Whistleblowers

June 29, 2001

LSE faces tribunal

'LSE's failure to dispute the decision left Mr Mergoupis and a research assistant without jobs'

Academics' right to put forward unpopular opinions without jeopardising their careers will be at the forefront of what is believed to be an unprecedented employment tribunal claim.

The THES reported in January that researcher Thanos Mergoupis lost his job at the London School of Economics when an external research sponsor prematurely pulled the plug on a £250,000 contract. The travel industry lobby group, the World Travel and Tourism Council, withdrew from a research deal halfway through a three-year contract.

Mr Mergoupis, who was on a fixed-term contract for the WTTC-funded project on the social and economic impact of tourism, claimed that funding was pulled because the WTTC did not like the findings. Legal advice to the university when the deal collapsed in April 2000 supports Mr Mergoupis's argument that the LSE had strong grounds for enforcing the contract.

The LSE's failure to dispute the WTTC's decision doomed potential enforcement action and left Mr Mergoupis and a research assistant without jobs. This, he claims, is in breach of rules to protect academics' freedom, laid down in the 1988 Education Act, that allow academics to "put forward new ideas and controversial or unpopular opinions, without placing themselves in jeopardy of losing their jobs".

The WTTC has since said that claims that it pulled the funding because the LSE was not producing the findings it wanted are "spurious". But it has said it was not happy with the "nature of the output" of the research and with some of its methodology.

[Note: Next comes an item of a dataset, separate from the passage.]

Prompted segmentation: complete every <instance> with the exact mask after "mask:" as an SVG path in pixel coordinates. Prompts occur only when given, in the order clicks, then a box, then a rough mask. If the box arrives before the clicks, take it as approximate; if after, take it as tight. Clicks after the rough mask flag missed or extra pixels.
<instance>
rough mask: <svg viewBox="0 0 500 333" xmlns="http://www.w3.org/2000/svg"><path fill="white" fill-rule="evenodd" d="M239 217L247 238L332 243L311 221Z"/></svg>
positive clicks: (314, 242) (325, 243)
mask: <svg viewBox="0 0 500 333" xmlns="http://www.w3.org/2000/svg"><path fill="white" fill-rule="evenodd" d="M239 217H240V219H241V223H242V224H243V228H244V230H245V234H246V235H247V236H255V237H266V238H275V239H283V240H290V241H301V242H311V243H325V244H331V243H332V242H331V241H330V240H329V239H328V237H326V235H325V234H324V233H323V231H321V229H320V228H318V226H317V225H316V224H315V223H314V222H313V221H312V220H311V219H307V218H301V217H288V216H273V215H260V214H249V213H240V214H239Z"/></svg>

The LSE, which has rejected two internal grievances filed by Mr Mergoupis, is to contest Mr Mergoupis's claims of unfair dismissal and breach of contract. It will argue that his contract was linked explicitly to the funding from the WTTC. The LSE declined to comment while the case was pending.

The case is due to be heard at the Central London Employment Tribunal on August 1.

Oxford agrees to external inquiry

Oxford University has agreed to set up an external inquiry into the forced ejection of a scholar from university premises, following investigations by The THES .

The THES reported in December last year that Denis Galligan, head of the centre of socio-legal studies, gained approval from the proctors' office for the exclusion of a junior colleague. The scholar, who is of Asian origin, was escorted from the centre building by security guards last September. The experience left him "distressed and humiliated", the university acknowledged.

Not only had Professor Galligan been previously criticised for an "forceful and abrasive" management style in a 1998 internal report, he had also been facing disciplinary action for an over-aggressive management style at the time he initiated the exclusion.

The university had upheld a number of complaints about Professor Galligan's behaviour in June 2000, but an appeal against some of the findings was still pending when he ordered the exclusion.

Professor Galligan, through his solicitors, said he excluded his colleague on the basis of "serious concerns from a number of staff". The university proctors have admitted, however, that when they rubber-stamped Professor Galligan's exclusion order, they at no stage considered whether the action was justified.

In a later internal inquiry that retrospectively ratified the exclusion, pro vice-chancellor Anthony Kenny decided that he did "not have to decide whether Professor Galligan's action... was or was not fully justified". University procedures allowed for exclusions to be made at the discretion of departmental heads.

The university has approached Sir Oliver Popplewell, a retired High Court judge, who has agreed to undertake an inquiry. The ejected scholar is reluctant to accept the inquiry and has been seeking a number of assurances before agreeing to cooperate.